Road Closed temporarily – Flight landing
Himalayan cliffs surround the Paro International Airport on all sides .Thus all flights have to ascend steeply once they take off. We also noticed a queer thing. There are roads on both side of the airport, we had used the narrow road on the East side of the runway the previous evening. Today, a sign hung at the road – Road Closed temporarily – Flight landing!
Chele La is the highest motorable pass in Bhutan at an altitude of 3988 meters providing access to the Haa valley. Bondey comes right after Paro, crossed the bridge on Paro Chu to the right and then started our ascent to the Chele La pass, a distance of about 34 kms on a well maintained mountain road .The mountain roads in Bhutan are maintained by the Border Roads Organization of the Indian Army under Project Dantak. The road was covered with snow in many parts and offers many bird watching prospects.
This top of the pass offers a great view of the snow covered Mount Jhomalhari and Haa Valley across the pass.
The Chele La is a fantastic Bird Watching prospect for the Blood Pheasant, Kalij Pheasant and Himalayan Monal. We spotted and clicked the abundantly chirping Spotted Nutcrackers. Then as we were negotiating a hairpin bend, a group of six Kalij Pheasants decided to cross the road and offered us a splendid view.

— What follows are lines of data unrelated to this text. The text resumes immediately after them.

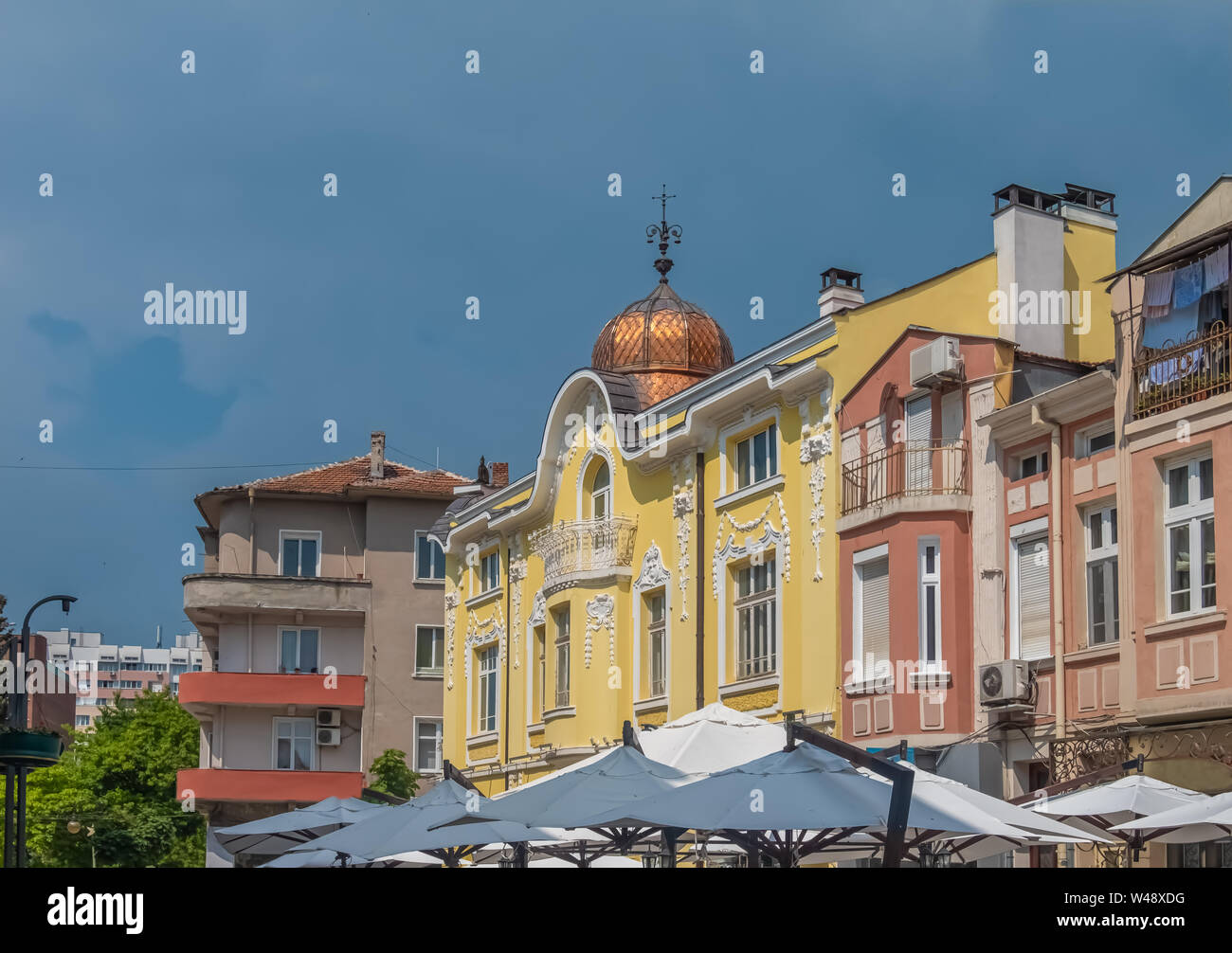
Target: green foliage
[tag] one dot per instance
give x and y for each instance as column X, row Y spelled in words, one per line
column 118, row 781
column 392, row 775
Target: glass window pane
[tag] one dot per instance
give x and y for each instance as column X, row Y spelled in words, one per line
column 291, row 557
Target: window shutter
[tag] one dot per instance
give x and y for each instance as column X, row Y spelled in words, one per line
column 1034, row 613
column 875, row 613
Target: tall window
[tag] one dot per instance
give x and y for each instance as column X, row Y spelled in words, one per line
column 602, row 493
column 427, row 745
column 300, row 554
column 755, row 652
column 657, row 636
column 871, row 616
column 1030, row 599
column 488, row 690
column 931, row 601
column 489, row 571
column 561, row 620
column 294, row 744
column 429, row 558
column 429, row 650
column 1189, row 522
column 299, row 650
column 1101, row 585
column 756, row 457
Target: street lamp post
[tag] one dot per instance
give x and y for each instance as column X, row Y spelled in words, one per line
column 15, row 773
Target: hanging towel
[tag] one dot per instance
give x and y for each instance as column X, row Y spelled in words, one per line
column 1187, row 286
column 1157, row 299
column 1215, row 267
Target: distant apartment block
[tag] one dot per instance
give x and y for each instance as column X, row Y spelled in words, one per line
column 123, row 670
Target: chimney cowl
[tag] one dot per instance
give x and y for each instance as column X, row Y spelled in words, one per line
column 376, row 457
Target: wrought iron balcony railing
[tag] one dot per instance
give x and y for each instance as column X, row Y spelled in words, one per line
column 584, row 549
column 1178, row 374
column 913, row 468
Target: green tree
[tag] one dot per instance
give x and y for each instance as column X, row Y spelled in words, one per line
column 118, row 780
column 392, row 775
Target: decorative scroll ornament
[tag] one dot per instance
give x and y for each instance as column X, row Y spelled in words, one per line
column 681, row 509
column 451, row 612
column 814, row 446
column 602, row 615
column 779, row 537
column 480, row 632
column 516, row 574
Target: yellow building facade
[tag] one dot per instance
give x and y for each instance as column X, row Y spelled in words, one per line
column 674, row 545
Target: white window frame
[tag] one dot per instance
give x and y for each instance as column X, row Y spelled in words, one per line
column 1191, row 513
column 925, row 582
column 751, row 603
column 1095, row 431
column 1101, row 555
column 1035, row 455
column 299, row 534
column 440, row 736
column 312, row 739
column 439, row 673
column 494, row 674
column 419, row 575
column 320, row 649
column 859, row 561
column 1033, row 530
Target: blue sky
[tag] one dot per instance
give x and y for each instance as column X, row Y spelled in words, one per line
column 491, row 185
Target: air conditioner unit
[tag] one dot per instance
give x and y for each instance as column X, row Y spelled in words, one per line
column 329, row 717
column 936, row 361
column 1005, row 682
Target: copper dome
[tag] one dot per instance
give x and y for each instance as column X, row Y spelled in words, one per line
column 663, row 344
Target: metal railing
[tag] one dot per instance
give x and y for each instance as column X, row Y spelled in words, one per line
column 584, row 547
column 912, row 468
column 1177, row 374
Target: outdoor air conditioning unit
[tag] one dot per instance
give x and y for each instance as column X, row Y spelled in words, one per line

Paro to Thimphu is roughly 51 kms . An impeccable well maintained two lane expressway connects this Himalayan mountainous stretch. Debarshi covered in about 55 minutes. We had also read that there is a Weekend Handicrafts Market in Thimphu which closes at 4 pm, hence the speeding.
Thimphu is a superb clean spic and span city, the capital of Bhutan with very few High rises and NO Traffic Signals. Motorists are law abiding and use the designated Parking areas . There are no jay walking pedestrians. There was a youth festival complete with music and Graffiti in the Town Square.

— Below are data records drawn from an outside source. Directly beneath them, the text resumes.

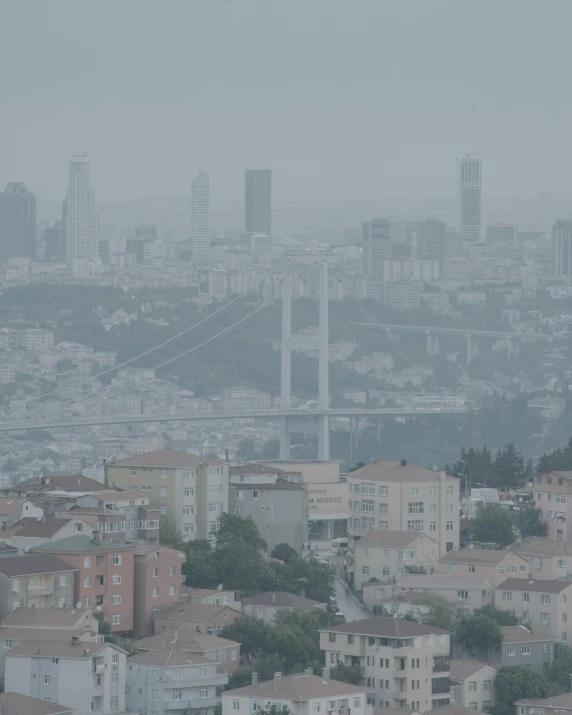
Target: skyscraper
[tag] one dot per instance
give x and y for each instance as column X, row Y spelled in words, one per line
column 376, row 246
column 258, row 201
column 17, row 222
column 470, row 175
column 81, row 220
column 200, row 217
column 562, row 248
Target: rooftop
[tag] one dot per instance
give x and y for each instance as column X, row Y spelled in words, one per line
column 387, row 627
column 167, row 458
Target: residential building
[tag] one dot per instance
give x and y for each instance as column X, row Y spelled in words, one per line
column 81, row 220
column 470, row 186
column 190, row 491
column 157, row 583
column 225, row 652
column 397, row 496
column 104, row 578
column 200, row 217
column 33, row 580
column 405, row 664
column 278, row 507
column 468, row 593
column 212, row 597
column 195, row 616
column 265, row 606
column 18, row 704
column 472, row 683
column 258, row 201
column 302, row 694
column 556, row 705
column 552, row 494
column 538, row 604
column 91, row 679
column 17, row 222
column 171, row 680
column 493, row 564
column 548, row 559
column 386, row 555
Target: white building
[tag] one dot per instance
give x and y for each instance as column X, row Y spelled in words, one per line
column 200, row 210
column 82, row 222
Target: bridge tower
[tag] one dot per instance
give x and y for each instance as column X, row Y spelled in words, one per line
column 319, row 424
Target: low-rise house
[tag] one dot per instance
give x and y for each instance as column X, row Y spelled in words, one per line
column 212, row 597
column 301, row 694
column 494, row 565
column 172, row 680
column 195, row 616
column 538, row 604
column 472, row 683
column 92, row 678
column 225, row 652
column 33, row 580
column 386, row 555
column 469, row 593
column 157, row 574
column 266, row 605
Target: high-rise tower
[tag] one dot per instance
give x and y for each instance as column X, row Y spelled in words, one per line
column 81, row 220
column 17, row 222
column 470, row 176
column 200, row 217
column 258, row 201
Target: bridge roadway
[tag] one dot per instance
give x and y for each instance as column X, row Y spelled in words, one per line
column 262, row 414
column 461, row 331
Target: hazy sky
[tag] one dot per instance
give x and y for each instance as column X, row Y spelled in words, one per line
column 340, row 98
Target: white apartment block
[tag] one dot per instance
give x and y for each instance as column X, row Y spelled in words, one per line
column 405, row 664
column 397, row 496
column 302, row 694
column 88, row 677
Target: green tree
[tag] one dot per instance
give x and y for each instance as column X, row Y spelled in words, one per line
column 517, row 682
column 478, row 634
column 493, row 524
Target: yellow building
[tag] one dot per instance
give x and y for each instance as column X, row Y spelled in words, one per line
column 190, row 490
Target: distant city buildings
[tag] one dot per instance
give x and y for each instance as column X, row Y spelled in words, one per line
column 81, row 219
column 17, row 222
column 470, row 184
column 200, row 217
column 258, row 201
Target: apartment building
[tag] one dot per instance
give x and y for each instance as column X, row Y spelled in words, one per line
column 90, row 677
column 277, row 506
column 538, row 604
column 397, row 496
column 494, row 565
column 222, row 650
column 405, row 664
column 104, row 579
column 472, row 683
column 468, row 593
column 265, row 606
column 548, row 559
column 157, row 583
column 39, row 581
column 198, row 617
column 170, row 680
column 386, row 555
column 302, row 694
column 190, row 491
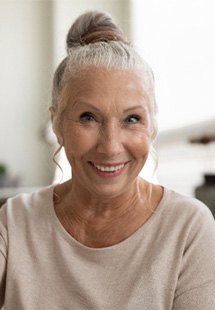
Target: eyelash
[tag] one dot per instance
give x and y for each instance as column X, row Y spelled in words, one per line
column 89, row 117
column 134, row 116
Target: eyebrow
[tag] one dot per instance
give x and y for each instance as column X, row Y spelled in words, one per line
column 98, row 110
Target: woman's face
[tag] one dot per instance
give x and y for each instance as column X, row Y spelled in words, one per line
column 106, row 130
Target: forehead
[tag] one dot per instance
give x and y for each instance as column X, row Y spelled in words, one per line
column 108, row 90
column 96, row 80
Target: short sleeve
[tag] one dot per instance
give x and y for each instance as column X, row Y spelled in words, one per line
column 196, row 283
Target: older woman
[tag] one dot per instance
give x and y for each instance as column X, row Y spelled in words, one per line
column 106, row 239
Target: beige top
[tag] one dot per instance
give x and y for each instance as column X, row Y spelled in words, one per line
column 169, row 263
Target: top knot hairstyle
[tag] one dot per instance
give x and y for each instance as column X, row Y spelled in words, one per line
column 93, row 27
column 94, row 39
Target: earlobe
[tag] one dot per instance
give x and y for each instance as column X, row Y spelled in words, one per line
column 55, row 125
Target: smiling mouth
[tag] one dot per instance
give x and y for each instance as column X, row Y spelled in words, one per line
column 108, row 168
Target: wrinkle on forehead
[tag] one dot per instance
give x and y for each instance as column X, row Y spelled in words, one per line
column 98, row 83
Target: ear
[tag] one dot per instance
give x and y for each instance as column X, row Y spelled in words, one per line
column 55, row 125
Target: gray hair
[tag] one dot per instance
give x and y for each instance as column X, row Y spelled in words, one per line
column 95, row 40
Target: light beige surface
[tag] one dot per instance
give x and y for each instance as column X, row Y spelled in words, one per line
column 167, row 264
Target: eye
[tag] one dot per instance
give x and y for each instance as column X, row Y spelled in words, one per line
column 133, row 119
column 87, row 117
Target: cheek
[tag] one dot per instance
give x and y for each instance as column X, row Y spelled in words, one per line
column 77, row 141
column 139, row 144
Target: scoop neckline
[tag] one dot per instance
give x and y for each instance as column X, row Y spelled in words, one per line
column 118, row 246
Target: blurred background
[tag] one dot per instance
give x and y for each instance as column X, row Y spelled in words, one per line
column 175, row 37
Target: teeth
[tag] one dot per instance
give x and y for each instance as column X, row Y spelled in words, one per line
column 109, row 169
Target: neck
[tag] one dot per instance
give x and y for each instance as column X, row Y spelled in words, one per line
column 99, row 222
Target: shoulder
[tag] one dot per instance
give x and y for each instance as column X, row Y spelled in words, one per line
column 23, row 206
column 186, row 218
column 185, row 206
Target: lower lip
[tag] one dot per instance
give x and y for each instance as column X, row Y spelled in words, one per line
column 108, row 174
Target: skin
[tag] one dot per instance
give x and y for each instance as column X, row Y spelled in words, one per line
column 106, row 123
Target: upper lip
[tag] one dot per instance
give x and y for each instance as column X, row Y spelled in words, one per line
column 109, row 164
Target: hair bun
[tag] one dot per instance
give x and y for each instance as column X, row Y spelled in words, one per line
column 93, row 27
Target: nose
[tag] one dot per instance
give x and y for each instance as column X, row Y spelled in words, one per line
column 110, row 142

The funny part is that the sought after weekend handicraft market is now neither only a weekend market , but open on all days nor does it does it close at 4 pm !
Peaceful Resort Thimphu
We stayed at the Peaceful Resort situated just outside Thimphu City Limits in the Upper Motithang Area. A kind soul (reminiscent of a similar experience in Phnom Penh) guided us to the resort. He took the efforts of driving all the way to the resort even though his home was in the opposite direction.
The view of the sunrise from the rooms are captivating and you can spot good avian life in the early mornings. The name is quite apt.